Living in neighborhoods infrequently visited by Negroes and where, as a general rule, their occupancy is effectively discouraged, some white residents occasionally express objections as based on a "natural physical opposition." Following is a typical statement:
I came here six years ago and there was a very noisy set of white people living in the apartment house back of mine. Four years ago the landlord put them all out and rented to colored families. We were all up in arms then; but say, I never had nicer, more quiet, and respectable neighbors. Their children all behave well, and we can't kick. But at the same time, black people aren't what one would pick out to have around—I guess it's just because they are black.

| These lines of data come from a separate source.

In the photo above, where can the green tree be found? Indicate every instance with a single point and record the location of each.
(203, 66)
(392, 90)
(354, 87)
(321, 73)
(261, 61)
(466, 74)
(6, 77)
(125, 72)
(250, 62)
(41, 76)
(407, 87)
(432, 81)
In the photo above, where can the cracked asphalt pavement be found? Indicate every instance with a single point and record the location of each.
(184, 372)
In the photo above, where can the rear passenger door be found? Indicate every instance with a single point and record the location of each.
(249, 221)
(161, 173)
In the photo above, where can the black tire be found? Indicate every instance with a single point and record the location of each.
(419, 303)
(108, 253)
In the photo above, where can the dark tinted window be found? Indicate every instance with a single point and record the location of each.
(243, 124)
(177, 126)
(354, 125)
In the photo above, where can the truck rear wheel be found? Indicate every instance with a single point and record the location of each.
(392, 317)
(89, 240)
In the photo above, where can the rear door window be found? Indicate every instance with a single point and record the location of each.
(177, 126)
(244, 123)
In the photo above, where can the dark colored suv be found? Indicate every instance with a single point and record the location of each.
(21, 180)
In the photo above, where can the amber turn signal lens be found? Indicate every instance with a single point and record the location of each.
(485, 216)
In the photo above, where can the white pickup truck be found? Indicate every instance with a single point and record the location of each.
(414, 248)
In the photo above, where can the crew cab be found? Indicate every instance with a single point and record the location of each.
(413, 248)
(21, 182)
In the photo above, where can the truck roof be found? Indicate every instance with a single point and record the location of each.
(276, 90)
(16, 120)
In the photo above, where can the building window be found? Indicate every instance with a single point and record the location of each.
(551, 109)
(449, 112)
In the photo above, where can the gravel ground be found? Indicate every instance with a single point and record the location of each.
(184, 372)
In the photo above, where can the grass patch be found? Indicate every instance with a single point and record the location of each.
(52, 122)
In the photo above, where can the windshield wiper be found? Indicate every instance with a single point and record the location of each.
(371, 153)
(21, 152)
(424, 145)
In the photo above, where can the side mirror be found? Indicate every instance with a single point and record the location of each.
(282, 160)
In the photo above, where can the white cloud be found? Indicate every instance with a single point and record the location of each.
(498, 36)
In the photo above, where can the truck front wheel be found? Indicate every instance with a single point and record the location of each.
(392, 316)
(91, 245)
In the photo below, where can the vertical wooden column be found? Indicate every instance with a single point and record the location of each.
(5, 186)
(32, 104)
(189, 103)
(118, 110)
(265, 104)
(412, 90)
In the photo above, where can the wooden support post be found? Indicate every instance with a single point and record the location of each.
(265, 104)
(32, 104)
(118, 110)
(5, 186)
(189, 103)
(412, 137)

Emotionality.—This is commonly regarded as explaining features of conduct in Negroes, some of which are beautiful in their expression while others are ugly and dangerous. The supposed Negro gift of song is thus an accepted attribute of his emotional nature. So with his religious inclination. This same emotionalism is believed to lead him to drink and is frequently made to account for "his quick, uncalculated crimes of violence." The natural expression of Negro religious fervor is supposed to be noisy and frenzied. This view of the Chicago Tribune's special writer is, roughly speaking, the view of thousands of Chicagoans:
I passed grand old stone churches, once the pride of rich and powerful white congregations, whither I used to be sent as a reporter not so many years ago, to hear some of the premier pulpiteers of this town. They are colored people's churches now, and beneath the arches, where a sedate gospel once was expounded you hear today the jubilant yell of the dusky brother who has found grace....
The service was, indeed, an incident in a three weeks' series of revival meetings they have been holding at Olivet. The principal performer was the Rev. S. E. J. Watson, a revivalist from Topeka, a big man—mulatto, I should say, or perhaps quadroon—with a powerful voice, a masterly platform style, and enormous ardor. He spoke fluently, used no notes, and demonstrated a free, wide skill in homely imagery, which, however, included no slang nor vulgarities, but was racy of the plantation and the cabin kitchen. His picture of God "opening the front door of this good old world every morning to let in the sun" was one of the most gorgeous flights in primitive poetry I ever heard, and his narrative, accompanied by the most vivid pantomime, of the Roman soldiers lifting up the cross after they had nailed Jesus to it was hardly less than terrifying—it certainly was terrific—in its sweep of passion and its reality of detail.
And so he wrought them to a high emotional state. Many were crying. Then came the direct personal appeal to "the unsaved," the threat of the everlasting fire, and the "lifting up" again and again of the thought of the all-forgiving, all-saving Jesus. The soft crying became heavy, convulsive sobbing. One by one the unsaved who made the surrender to whatever it was that had been holding them back, were led to the seats near the pulpit. Those who did not surrender promptly were evidently in terrible stress, or thought they were. They emitted shrieks that, truly, made my heart stand still, and I would have trembled for the sanity of the poor creatures except that I observed from the corner of my eye that the "saved" in the assemblage took the shrieks with perfect equanimity.
2. SECONDARY BELIEFS
In addition to the primary beliefs there are others supposedly not so serious or significant in their effects. These are usually modifications of primary beliefs, and are accepted as a consequence of frequent and almost unvaried repetition. In this manner these secondary beliefs have edged their way into the popular mind.
George Jean Nathan and H. L. Mencken in a recent volume, The American Credo, point out fairly striking instances of this tendency of the American mind. They have compiled a series of 435 commonly accepted beliefs covering a wide range. Among these 435 listed American beliefs there are some very real ones which involve and include the following popular notions about Negroes:
1. That a Negro's vote may always be readily bought for a dollar.